I would never deny that educating girls is crucial to addressing a wide variety of social issues, and to giving women options–options that allow them to live healthy, fulfilling lives and create a better future for their children. But as much of a no-brainer as women’s education is, I am not convinced that the primary barrier to gender equality is ignorance. I believe the primary barrier to gender equality lies in the depravity of the human heart–in the widespread acceptance of male entitlement, in the desire to control, in the prideful love of power, even if that power over another person’s life is candy-coated and reframed as protection and provision. There’s nothing wrong (and a whole lot right) with protecting and providing for the people you love, but when that protection comes with a tax on the person’s dignity, free will, and development–well, the Mafia offers that, too!

It also struck me again how many of these atrocities spring from deeply held beliefs and traditions regarding “a woman’s place,” and how often women themselves propagated and enforced those beliefs. Women circumcised their daughters because “God demands it,” denied their daughters education because her future husband might be intimidated by a well-educated woman, and sent their desperate daughters back to abusive husbands because “she is a wife.” It was the morally correct thing to do, the God-honoring thing, in the eyes of that society.

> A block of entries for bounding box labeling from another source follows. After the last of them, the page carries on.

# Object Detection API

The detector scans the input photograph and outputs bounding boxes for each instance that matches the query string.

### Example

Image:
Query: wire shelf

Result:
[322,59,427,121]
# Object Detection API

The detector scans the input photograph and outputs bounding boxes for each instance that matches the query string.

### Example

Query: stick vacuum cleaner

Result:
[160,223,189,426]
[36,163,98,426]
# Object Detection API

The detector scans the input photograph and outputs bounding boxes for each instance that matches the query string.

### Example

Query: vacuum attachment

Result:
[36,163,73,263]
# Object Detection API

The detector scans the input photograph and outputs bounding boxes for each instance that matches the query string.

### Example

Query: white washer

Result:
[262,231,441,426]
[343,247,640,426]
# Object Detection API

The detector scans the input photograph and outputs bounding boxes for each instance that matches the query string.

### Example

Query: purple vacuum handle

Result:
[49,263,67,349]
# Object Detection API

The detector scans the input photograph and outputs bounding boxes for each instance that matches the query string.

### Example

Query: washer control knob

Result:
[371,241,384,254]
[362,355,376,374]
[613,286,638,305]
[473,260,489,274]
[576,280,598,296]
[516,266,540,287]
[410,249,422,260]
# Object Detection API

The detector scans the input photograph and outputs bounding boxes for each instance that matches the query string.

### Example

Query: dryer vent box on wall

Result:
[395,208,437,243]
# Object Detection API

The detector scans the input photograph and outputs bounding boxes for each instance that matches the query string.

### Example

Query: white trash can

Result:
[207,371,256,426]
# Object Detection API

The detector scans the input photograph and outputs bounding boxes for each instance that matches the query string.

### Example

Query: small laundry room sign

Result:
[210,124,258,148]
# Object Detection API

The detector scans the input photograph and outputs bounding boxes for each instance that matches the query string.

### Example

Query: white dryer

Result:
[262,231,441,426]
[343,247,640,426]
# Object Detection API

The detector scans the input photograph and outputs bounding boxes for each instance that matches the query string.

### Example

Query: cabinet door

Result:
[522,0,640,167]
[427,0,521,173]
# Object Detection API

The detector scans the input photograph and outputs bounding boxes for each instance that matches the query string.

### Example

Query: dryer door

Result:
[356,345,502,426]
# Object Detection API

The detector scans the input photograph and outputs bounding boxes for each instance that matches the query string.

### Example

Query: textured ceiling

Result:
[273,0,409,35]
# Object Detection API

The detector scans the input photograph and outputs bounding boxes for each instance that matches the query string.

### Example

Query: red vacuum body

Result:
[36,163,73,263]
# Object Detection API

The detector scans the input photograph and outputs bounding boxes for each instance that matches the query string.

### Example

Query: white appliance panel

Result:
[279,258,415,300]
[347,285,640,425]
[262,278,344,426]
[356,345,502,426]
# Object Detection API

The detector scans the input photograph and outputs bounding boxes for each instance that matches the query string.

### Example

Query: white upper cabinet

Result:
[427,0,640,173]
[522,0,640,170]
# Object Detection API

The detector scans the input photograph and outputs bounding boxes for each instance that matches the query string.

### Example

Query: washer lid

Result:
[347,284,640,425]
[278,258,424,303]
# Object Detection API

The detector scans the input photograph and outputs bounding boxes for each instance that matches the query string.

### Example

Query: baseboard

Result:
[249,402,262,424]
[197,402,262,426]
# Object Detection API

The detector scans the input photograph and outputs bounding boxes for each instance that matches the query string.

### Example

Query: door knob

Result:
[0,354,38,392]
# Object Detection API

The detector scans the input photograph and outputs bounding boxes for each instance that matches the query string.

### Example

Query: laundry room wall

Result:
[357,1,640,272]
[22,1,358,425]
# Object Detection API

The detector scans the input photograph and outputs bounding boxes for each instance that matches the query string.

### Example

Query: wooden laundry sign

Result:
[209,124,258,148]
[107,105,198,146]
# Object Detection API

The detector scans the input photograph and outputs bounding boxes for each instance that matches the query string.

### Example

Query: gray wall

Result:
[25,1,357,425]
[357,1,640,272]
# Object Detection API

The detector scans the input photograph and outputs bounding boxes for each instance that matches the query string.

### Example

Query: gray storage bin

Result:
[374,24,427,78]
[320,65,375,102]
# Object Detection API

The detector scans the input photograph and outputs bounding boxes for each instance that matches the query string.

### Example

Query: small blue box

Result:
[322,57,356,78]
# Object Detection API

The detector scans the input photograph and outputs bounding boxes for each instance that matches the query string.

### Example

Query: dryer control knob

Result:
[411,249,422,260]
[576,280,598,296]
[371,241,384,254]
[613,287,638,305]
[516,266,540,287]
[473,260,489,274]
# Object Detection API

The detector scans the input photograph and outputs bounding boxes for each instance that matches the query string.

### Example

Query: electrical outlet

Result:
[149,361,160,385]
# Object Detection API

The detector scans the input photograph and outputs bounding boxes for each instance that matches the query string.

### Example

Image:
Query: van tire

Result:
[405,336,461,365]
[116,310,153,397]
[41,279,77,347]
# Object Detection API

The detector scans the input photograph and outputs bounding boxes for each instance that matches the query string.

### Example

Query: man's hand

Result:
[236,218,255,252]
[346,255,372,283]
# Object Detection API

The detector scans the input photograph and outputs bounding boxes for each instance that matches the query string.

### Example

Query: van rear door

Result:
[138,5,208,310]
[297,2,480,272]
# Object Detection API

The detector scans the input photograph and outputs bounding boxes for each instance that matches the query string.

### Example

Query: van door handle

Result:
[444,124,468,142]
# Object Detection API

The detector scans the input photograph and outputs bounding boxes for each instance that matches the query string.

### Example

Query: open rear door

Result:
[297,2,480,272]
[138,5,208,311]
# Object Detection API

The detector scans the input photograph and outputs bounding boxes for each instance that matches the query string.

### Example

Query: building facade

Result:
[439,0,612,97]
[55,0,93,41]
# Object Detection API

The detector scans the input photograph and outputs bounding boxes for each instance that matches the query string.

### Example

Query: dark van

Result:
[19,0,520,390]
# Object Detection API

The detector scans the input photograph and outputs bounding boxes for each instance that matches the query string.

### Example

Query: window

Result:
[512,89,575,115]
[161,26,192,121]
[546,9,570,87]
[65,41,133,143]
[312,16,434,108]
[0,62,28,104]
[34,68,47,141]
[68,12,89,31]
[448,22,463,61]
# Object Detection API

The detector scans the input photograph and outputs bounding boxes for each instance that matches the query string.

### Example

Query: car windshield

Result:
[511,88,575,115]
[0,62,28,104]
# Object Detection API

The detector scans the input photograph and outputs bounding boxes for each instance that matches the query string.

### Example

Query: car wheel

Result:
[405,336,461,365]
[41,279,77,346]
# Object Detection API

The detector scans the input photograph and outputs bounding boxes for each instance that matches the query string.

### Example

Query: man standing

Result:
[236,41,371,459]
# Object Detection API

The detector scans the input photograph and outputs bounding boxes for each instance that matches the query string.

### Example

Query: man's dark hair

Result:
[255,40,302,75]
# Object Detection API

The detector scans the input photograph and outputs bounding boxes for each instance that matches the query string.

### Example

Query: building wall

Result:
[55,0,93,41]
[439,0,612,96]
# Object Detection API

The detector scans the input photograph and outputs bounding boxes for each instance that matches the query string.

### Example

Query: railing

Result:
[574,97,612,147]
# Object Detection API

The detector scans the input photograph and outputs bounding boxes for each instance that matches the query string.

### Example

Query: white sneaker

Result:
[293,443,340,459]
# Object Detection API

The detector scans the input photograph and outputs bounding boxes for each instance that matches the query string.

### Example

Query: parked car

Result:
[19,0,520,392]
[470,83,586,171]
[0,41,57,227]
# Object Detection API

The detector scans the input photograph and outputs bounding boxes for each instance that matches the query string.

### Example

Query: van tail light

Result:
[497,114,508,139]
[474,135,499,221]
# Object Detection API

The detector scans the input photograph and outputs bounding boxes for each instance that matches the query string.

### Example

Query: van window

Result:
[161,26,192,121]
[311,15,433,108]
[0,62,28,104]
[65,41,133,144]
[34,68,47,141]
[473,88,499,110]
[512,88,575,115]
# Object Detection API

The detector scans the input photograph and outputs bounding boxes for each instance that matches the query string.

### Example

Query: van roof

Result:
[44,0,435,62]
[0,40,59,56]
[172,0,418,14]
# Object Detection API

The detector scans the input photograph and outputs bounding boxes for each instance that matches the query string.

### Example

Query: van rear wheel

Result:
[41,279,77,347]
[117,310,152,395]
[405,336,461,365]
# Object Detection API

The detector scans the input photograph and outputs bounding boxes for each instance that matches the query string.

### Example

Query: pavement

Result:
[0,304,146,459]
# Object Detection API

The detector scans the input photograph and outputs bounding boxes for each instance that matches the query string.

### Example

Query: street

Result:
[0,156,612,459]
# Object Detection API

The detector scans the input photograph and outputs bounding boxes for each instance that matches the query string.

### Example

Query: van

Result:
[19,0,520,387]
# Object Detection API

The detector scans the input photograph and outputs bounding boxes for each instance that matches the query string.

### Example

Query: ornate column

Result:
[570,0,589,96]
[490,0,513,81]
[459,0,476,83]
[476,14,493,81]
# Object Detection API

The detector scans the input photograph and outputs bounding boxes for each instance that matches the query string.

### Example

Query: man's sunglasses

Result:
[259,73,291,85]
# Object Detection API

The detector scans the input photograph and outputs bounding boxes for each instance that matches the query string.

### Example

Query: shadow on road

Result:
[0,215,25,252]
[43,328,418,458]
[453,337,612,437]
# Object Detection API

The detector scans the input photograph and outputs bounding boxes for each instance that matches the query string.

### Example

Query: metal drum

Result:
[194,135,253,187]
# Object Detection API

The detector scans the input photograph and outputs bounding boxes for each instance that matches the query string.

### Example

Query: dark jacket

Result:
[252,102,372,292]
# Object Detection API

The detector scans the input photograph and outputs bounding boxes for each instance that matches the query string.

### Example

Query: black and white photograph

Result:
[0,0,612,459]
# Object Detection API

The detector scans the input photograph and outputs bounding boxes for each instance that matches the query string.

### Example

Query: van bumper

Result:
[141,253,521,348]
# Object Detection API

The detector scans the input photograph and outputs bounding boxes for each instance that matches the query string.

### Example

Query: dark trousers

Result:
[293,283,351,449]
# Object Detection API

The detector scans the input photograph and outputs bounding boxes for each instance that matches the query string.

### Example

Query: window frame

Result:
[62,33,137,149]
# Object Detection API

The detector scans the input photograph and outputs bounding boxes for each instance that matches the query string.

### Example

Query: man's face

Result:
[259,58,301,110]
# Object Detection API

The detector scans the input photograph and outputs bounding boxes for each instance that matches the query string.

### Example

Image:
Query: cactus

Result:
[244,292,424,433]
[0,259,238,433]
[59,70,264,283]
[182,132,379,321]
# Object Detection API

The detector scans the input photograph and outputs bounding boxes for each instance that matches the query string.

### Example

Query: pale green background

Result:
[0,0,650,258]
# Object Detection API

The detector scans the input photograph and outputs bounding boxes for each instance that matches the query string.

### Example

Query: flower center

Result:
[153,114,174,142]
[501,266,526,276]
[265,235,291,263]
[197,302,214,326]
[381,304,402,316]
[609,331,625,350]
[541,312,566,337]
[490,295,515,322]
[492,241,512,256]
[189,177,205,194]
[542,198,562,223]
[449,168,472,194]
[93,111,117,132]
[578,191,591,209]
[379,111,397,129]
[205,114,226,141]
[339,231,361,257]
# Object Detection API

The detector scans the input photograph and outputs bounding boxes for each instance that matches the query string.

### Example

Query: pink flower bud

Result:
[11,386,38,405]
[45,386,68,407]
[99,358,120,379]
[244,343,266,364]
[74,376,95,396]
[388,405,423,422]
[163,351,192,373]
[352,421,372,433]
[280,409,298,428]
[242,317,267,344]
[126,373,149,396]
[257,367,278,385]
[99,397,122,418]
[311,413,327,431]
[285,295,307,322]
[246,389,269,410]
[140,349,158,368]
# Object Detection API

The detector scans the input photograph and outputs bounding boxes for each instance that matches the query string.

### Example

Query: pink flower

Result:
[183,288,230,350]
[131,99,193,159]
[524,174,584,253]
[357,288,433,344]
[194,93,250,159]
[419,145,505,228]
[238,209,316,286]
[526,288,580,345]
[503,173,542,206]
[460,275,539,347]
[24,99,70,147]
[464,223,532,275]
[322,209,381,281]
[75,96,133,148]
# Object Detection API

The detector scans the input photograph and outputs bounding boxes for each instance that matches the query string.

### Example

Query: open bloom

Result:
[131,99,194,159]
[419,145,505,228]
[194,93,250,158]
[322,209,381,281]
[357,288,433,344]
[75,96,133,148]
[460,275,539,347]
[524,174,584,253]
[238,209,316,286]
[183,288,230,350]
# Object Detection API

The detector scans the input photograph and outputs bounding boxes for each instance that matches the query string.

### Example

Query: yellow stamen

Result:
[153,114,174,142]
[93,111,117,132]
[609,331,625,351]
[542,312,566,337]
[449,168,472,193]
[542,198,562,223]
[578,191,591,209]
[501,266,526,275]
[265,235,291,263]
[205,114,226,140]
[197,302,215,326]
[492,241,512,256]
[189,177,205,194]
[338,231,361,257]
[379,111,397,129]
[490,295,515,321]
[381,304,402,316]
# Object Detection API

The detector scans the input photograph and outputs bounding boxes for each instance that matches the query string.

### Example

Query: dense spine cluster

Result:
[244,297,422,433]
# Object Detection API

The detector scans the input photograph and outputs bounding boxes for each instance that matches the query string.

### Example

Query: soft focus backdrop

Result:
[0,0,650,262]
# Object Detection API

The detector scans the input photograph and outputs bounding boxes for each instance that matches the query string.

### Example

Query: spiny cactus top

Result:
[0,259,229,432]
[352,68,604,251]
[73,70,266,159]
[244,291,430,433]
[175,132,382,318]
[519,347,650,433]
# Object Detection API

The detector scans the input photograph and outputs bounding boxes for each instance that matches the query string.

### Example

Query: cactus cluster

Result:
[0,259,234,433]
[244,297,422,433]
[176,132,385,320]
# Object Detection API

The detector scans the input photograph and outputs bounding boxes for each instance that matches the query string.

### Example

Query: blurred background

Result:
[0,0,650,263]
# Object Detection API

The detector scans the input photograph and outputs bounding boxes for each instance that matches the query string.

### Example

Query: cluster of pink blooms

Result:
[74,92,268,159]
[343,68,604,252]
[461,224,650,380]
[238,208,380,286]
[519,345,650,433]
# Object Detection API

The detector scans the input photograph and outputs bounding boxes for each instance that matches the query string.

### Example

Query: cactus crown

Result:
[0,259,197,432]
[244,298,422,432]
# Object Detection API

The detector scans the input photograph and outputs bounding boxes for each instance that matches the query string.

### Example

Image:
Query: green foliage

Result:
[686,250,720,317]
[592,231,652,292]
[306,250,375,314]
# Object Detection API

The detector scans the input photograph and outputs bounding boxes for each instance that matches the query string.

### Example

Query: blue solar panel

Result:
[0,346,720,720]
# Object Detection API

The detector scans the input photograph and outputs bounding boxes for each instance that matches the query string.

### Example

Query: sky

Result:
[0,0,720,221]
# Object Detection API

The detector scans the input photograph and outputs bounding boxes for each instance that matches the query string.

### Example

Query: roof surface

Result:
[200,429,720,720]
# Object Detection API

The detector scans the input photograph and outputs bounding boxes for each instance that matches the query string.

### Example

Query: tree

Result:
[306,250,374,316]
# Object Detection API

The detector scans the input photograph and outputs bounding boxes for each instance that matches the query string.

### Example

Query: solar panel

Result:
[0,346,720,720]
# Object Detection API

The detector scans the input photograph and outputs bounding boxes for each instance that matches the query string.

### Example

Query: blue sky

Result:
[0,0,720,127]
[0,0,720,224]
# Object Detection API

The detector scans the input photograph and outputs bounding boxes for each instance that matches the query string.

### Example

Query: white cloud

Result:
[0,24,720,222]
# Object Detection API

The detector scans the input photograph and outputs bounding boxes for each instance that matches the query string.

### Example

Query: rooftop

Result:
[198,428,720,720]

And as horrendous as that seems to us, watching Half the Sky from the comfort of our homes, the truth of the matter is that mindset is not as far removed from our reality as we would like to believe. We kowtow to male ego and entitlement. We affirm hierarchies that keep women beneath men. And while we certainly don’t practice female genital mutilation, we have no shortage of writers and speakers who profit from painfully slicing God-given traits they feel are undesirable in women off their feminine souls, stitching them up tight, and calling that biblical.

Excuse me while I upend some tables. Probably of the book-selling variety.

No, the root of the problem is not a lack of education–although education certainly helps. The root of the problem is depravity. Pride. Selfishness. Love of power. Human brokenness. The idolatry of un-Christ-like religious traditions, and desire for cultural affirmation.

The answer is not education. The answer is revival and regeneration.